During the year long moratorium the BOS was intent on adopting an outright ban until their own legal counsel told them a ban may not be constitutional. To avoid another embarrassing loss in court, the BOS instead of enacting an outright ban, directed staff to craft a severely restrictive land use and public safety ordinance that would serve to accomplish the same goal.
On June 23, 2010 the BOS adopted their restrictive ordinance against the pleas of patients and advocates as well as a threatening letter from the ACLU.
The new ordinance allows Coops to open only if they are located in an industrial zone and are 1,000 feet away from the most comprehensive laundry list of sensitive uses ever created in the history of San Diego County zoning. The list includes: parks, churches, residences, schools, libraries, youth service facilities, other dispensaries, etc.
Leading up to the vote, a number of land use experts conducted an analysis of the zoning requirements in the ordinance and all reached the same conclusion; the majority of the ‘compliant’ properties were undeveloped and the remaining few made it practically impossible for facilities to quickly open. The chances of someone actually finding a property that met all the requirements were slim to none.
Patients and advocates were convinced the ordinance would ultimately result in no access in the County and following the passage of the new ordinance, San Diego ASA announced it as a de-facto ban.
Although the overly restrictive ordinance passed, patients still did not give up their struggle for safe access and many attempted to comply with the new rules.
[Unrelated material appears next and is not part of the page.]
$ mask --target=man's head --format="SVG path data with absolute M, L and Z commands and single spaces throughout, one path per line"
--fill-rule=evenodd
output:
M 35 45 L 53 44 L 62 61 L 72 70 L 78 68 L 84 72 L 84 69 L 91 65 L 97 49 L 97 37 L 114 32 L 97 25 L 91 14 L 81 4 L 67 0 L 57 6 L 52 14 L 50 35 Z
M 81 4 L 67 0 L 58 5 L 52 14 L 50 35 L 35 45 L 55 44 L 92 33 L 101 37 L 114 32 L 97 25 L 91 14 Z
A year later, only one Coop has been able to meet all the requirements. Situated in a 15,000 sq. ft. commercial building in an industrial zone next to Gillespie Field, once all construction is completed, the coop will include a small on-site cultivation area, a dispensing center, as well as a state of the art testing facility where all medicine prior to being dispensed to patients will go through on-site gas chromatography and mold/pesticide testing.
While some of the medicine will come from on-site cultivation, the majority as required by law will be cultivated by members at their homes and may go through an inspection by the San Diego County Sheriff’s Department.
Detective Helms, one of the San Diego County Deputy Sheriffs in charge of licensing will conduct inspections the purpose of which will be to insure patient cultivators are growing in a safe manor and with proper safeguards. If a problem is found during the inspection, Detective Helms will issue a notice to correct the violations and will re-inspect within 30 days.
Member cultivators may have no more than six mature and twelve immature plants per patient. If two patients are living together (i.e. married couple) and both have their recommendations and county cards, then they may poses 12 mature and 24 immature plants.
For those member cultivators whose conditions or they way they consume their medication require more than six and twelve plants, their physician recommendations will need to specify the amount of plants reasonable for their condition.
Source agreements issued by the coop will be required to be kept onsite with the plants as well as at the coop. The agreement will contain a phone number for a contact at the Sheriff’s Department for any law enforcement to call if they encounter the cultivation effort to verify the legality of the source agreement.
“We have seen nothing but support and help from Detective Helms, Detective Hunting and others in licensing. While going through this process everyone has been focused on finally bringing safe access to San Diego County”, said Bob Riedel, official spokesperson for the coop.
According to Bob, aside from creating a safe place for patients obtain their medicine, the coop will be politically active in the community through support of Americans for Safe Access including providing a space for East County ASA meetings, financial support for the national organization, as well as support for other charities and local political efforts.